= Jaya Sivaswami Tyagi =

Dr. Jaya S. Tyagi is the Head, Department of Biotechnology, All India Institute of Medical Sciences, New Delhi. She holds a specialization in Molecular Biology, Mycobacteriology and Gene Regulation. For her outstanding achievements throughout her career, she has received the prestigious Stree Shakti Award (2013) -The Parallel Force, said that this award is constituted for the women, by the women and of the women since 1988.

==Education==
Dr Jaya's research papers are widely published and she has several prestigious award to her credit. On the occasion of receiving an award she said that women usually work for the sake of work, awards are bonus in the process. Dr. Tyagi completed her graduation, post-graduation and Ph.D. from University of Delhi. And further her Post doctoral training at Laboratory of Molecular Biology, National Cancer Institute, NIH, USA (1979-1983).

==Research==

Her research interests include molecular pathogenesis with reference to dormancy adaptation of Mycobacterium tuberculosis, TB Inhibitor discovery and development, deciphering host-M. tb interactions, developing a tool box for the diagnosis of tuberculosis. Dr.

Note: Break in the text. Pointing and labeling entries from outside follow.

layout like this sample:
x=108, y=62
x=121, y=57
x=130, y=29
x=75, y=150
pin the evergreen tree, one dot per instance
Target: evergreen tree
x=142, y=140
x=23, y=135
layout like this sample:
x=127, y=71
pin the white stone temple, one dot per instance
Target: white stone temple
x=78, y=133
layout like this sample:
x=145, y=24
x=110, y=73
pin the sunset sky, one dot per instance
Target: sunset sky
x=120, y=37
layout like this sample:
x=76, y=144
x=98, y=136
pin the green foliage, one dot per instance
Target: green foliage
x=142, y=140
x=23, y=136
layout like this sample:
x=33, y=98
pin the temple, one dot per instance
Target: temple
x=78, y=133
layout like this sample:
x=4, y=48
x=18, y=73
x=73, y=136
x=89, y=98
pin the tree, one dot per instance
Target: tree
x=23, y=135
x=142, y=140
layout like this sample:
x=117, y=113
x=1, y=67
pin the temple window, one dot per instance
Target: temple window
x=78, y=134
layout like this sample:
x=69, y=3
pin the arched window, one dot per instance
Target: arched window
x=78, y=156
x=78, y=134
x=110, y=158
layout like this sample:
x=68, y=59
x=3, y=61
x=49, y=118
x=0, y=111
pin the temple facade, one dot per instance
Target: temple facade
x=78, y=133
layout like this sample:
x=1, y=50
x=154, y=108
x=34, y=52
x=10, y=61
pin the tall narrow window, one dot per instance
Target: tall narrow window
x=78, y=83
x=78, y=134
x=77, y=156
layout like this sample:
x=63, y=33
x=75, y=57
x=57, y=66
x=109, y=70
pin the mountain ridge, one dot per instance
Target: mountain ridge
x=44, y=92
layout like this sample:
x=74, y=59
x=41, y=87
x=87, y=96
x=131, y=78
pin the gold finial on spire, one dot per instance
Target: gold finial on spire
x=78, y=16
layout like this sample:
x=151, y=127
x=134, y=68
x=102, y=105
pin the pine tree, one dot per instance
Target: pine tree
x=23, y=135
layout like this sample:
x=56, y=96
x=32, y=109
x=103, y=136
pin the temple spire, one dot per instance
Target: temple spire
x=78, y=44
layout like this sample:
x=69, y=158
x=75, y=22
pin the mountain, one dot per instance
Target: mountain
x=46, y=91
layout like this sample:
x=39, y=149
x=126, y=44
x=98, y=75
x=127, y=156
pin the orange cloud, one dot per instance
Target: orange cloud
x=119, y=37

Tyagi also holds the membership of professional bodies such as Society of Biological Chemists (India), Microbiological Society of India, Indian Society for Cell Biology, American Society of Microbiology. She has 27 years of experience in teaching of Bacterial Genetics, Molecular Biology and Recombinant DNA technology including both theory and training courses. Dr. Tyagi has also holds the membership of Guha Research Conference. She is a fellow of National Academy of Sciences, Indian Academy of Sciences, Indian National Science Academy and also a J.C. Bose National Fellow. She has been awarded several other awards such as National Science Talent Scholarship, University Gold Medal, Dr. Kona Sampath Kumar Memorial Prize, P.S. Sarma Memorial Award (SBCI), National Women Bioscientist Award, New Millennium Science Medal (Indian Science Congress), Tata Innovation Fellowship (DBT, Govt. of India).